The phase variation of the phage receptors helps the bacteria to resist against phages in a reversible manner, which could preserve the biological function of the population and develop the phage resistant sub-population for survival [12,30]. MeOPN encoding by the 06810 gene has been known as a receptor of NCTC12662 for several CPS-dependent phages [12]. The switch in the length of poly G tract in the 06810 gene results in the expression of a non-functional protein of MeOPN and allowed the C. jejuni to resist against the phage [12]. A similar phenomenon was also observed in NCTC 11168, where poly G regulated phase variation occurred in both the cj1421 gene encoding MeOPN transferase and the cj1426 gene encoding the 6-O-Me transferase to defend the CPS-dependent phage infection [19]. We identified the genes relating to the adsorption of phage CP39 by SNP analysis, and one isolate, 12662_CP39R3, contained a deletion of T in the 06875 gene encoding CGPTase in CPS loci. The deletion of T was in a poly T tract (8× Ts) and caused the truncated expression of 06875 and influenced the adsorption of phage CP39. CGPTase is known to be involved in the synthesis of the wall teichoic acid (WTA) by transferring the glycerol-phosphate units from CDP-gro to an acceptor and forming polyglycerol-phosphate chains attached to the linkage unit lipid [31,32]. The phase variable expression of 06875 may cause the lack of CDP-glycerol units during the WTA synthesis, leading to the resistance to phage CP39. The phage resistance of the Δ06875 mutant and the recovery of sensitivity in its complement strain confirmed that the phage CP39 required the CGPTase modified polyglycerol-phosphate chains for phage adsorption.

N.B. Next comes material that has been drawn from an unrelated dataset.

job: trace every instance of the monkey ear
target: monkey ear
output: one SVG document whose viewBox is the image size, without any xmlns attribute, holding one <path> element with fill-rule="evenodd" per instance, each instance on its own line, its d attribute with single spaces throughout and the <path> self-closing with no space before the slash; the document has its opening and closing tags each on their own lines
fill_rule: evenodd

A mutation frequency of 32% was observed in the 06875 gene during the phage CP39 infection, indicating that the pressure of a specific phage would allow a rapid phase variation due to the frame shifting, and developed the phage-resistant subpopulation in C. jejuni. In addition, mutations randomly occurred in different sites of the 06875 gene, including the point mutation or replacement of a short sequence, but no mutations were located in homopolymeric tracts as with previously reported genes encoding MeOPN transferase [12,19]. Besides the 06875 gene, several SNPs were also observed in genes, including 03815, 06335, 06385, 06420, 06565, and 06875. Both 06335 and 06385 encode flagellate receptor-transporter protein PseD. The down-regulated expression of PseD could prevent the infection of a flagellotropic phage FLaGrab [33]. However, we did not observe any evidence that the infection of phage CP39 required flagella, as both ΔmotA and ΔflaAB were sensitive to phage CP39. The rapid development of phage resistance and the complex defense mechanisms indicated that it is essential to understand the phage–host interaction before applying phages in food production.

5. Conclusions

Our study demonstrated that phage CP39 was a CPS-dependent phage belonging to the Myoviridae family. Phage adsorption required the 06875 gene encoding the CGPTase in C. jejuni NCTC12662. During the phage infection, a high mutation frequency of 06875 with random mutation sites would cause the rapid development of phage resistance by the phase variable expression of the non-functional protein. Therefore, we proposed that preventing or inhibiting phage CP39 mainly depends on the phase variable gene expression of 06875, while the occurrence of SNPs in genes except for CPS loci also indicated a diversity mechanism of phage–host interaction. Our study provides additional information concerning the evolutionary adaption of C. jejuni against phages, which would be necessary before phage application in the industry.